Stephen preached his own funeral. Paul reasoned with the Athenians, and before that he preached at Salamis, and Antioch, and Iconium, and Lystra, and Derbe, and Perga. He preached all those sermons with words, and that was on just one journey!
Words have incredible power. A friend of mine who is a leadership coach to large international companies often says, ‘Words create culture’.
The right word at the right time can bring life. The wrong word at the wrong time …
7. Illustrate: Use authorities people recognise
Paul, in the Athenian court, quoted from Greek poets and philosophers. He’d done his research. Or perhaps this was just part of his education.

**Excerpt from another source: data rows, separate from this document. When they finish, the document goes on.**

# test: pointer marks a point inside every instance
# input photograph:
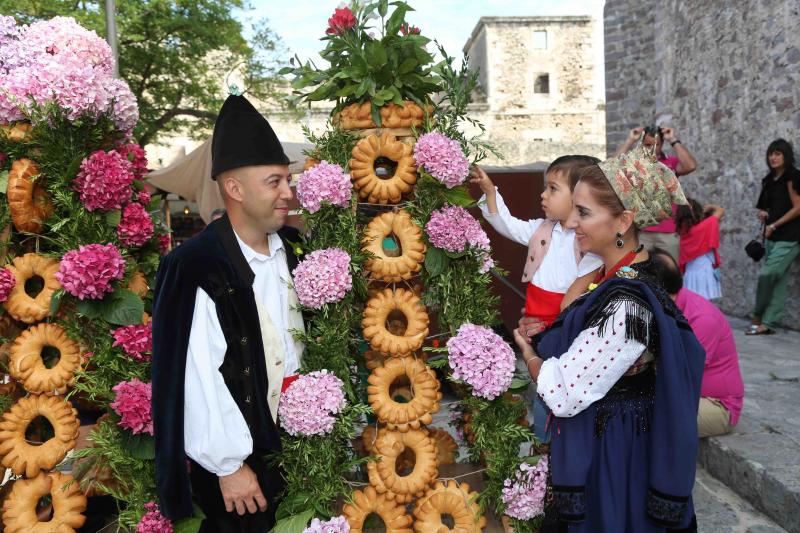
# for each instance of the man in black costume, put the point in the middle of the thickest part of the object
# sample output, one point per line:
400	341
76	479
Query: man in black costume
223	315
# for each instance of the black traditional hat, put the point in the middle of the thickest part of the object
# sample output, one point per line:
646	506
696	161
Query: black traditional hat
242	138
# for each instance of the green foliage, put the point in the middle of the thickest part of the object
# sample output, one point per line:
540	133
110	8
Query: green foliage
389	68
174	54
335	145
315	467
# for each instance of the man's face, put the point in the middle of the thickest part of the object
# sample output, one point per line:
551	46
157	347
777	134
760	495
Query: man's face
264	194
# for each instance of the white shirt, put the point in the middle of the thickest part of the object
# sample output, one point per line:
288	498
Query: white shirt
215	433
592	365
558	271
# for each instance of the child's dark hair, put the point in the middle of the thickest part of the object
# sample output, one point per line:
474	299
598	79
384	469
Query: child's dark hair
571	166
687	216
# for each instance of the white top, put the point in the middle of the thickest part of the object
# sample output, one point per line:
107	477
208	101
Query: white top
215	433
592	365
558	269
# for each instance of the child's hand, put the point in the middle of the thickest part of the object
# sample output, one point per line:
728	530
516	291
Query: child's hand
478	176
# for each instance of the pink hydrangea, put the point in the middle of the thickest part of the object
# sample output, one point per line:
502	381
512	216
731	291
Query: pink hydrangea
104	181
524	495
338	524
88	271
452	228
324	182
135	227
137	156
153	521
309	405
482	359
323	277
132	404
136	340
7	283
442	158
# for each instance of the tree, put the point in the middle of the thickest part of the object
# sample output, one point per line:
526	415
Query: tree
175	55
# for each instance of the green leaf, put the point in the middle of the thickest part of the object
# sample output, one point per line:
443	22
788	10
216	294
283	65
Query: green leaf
139	446
436	261
113	218
295	524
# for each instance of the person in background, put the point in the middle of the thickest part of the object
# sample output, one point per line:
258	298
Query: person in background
698	228
722	389
662	235
779	209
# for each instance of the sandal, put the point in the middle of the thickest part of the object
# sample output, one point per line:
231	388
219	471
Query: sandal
754	330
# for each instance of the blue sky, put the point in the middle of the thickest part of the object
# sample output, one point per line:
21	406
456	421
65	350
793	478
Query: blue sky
449	21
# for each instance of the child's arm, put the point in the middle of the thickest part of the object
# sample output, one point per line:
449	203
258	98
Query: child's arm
495	212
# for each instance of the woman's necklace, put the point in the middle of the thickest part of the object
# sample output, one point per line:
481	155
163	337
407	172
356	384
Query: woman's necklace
621	265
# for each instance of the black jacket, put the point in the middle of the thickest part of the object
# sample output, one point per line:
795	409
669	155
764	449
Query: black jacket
213	262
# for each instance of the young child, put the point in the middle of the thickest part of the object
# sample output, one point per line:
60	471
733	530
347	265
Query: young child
554	261
698	228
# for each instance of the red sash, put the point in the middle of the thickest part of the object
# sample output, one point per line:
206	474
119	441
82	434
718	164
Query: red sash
542	304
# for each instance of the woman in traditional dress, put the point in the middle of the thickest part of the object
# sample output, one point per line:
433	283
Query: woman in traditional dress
620	369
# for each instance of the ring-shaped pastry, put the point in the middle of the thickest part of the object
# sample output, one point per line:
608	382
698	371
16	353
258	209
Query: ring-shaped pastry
370	187
69	504
28	459
27	201
368	501
27	366
377	312
19	304
390	447
453	499
409	235
424	387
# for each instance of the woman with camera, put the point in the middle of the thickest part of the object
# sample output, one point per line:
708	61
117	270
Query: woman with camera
779	209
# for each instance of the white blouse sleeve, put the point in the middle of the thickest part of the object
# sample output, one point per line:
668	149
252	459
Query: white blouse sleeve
593	364
215	433
505	224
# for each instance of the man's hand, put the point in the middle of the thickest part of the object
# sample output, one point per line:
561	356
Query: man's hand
241	491
478	176
669	134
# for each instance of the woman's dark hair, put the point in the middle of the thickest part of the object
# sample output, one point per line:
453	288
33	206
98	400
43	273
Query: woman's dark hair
785	147
572	166
667	270
687	216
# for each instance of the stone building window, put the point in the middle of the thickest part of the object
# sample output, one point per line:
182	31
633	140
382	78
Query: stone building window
542	84
540	40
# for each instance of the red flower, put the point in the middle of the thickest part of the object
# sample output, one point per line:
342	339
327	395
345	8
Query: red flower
405	29
342	20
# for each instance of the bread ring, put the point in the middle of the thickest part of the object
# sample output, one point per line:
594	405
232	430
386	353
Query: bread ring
370	187
449	499
446	446
377	313
390	446
27	201
409	235
69	504
424	386
368	501
26	308
27	459
359	116
26	363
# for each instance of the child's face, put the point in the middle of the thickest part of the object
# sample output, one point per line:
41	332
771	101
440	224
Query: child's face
556	197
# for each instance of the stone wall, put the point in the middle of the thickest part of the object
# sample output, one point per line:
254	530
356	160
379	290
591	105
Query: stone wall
726	75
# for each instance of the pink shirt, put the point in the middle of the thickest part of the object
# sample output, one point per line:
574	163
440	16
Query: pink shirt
722	379
666	226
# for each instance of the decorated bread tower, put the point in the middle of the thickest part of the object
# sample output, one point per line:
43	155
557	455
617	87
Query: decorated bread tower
78	249
396	283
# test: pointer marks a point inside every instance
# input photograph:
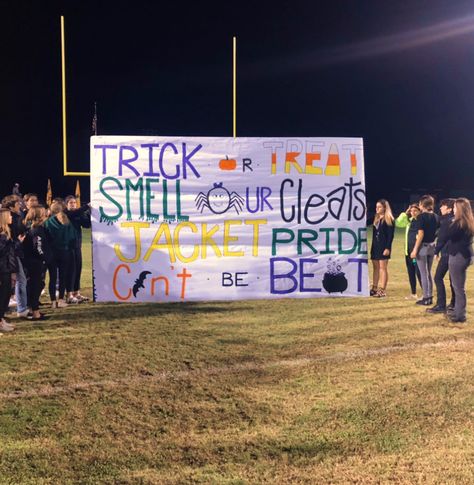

He was establishing common ground. But I’m not sure if I were Paul I would have gone to those authors first. By this time we remember Paul had seen the resurrected Christ, had his life incredibly altered from chief Christian persecutor to chief evangelist. Post-conversion Paul looked nothing at all like pre-conversion Paul.
If were Paul I think I would have been strongly tempted to say, ‘Look at me! Look at my life!’ But he didn’t. He pointed to Jesus, preached on the evidence of the Resurrection, and borrowed the authorities of his day to make a point.
It’s often said that “all truth is God’s truth”, so when we find nuggets of gold in our culture – the arts, the media etc. – we can borrow these to point to Ultimate Truth.
8. Conversion is through the Holy Spirit
Look, Richard Dawkins never sent anyone to Hell and you’re not sending anyone to Heaven.
The heart of a person can only be redeemed by the power of God. He will use you to illustrate, to demonstrate, and to advocate but the final solution to man’s deepest problem cannot be dealt with by humanity. We all need supernatural transformation and it is the Christian’s great honour to witness God taking people from the domain of darkness into the kingdom of Jesus Christ (Colossians 1:13).
We cannot save ourselves and we cannot save others. But once we have been saved we bear witness to the truth of God as we have had it revealed to us.
This liberation from sin is also a liberation from self. Our friends and family members don’t – thank God – rely upon us for their salvation.
We’re freed to spend our lives pointing to the One who spent His life for us.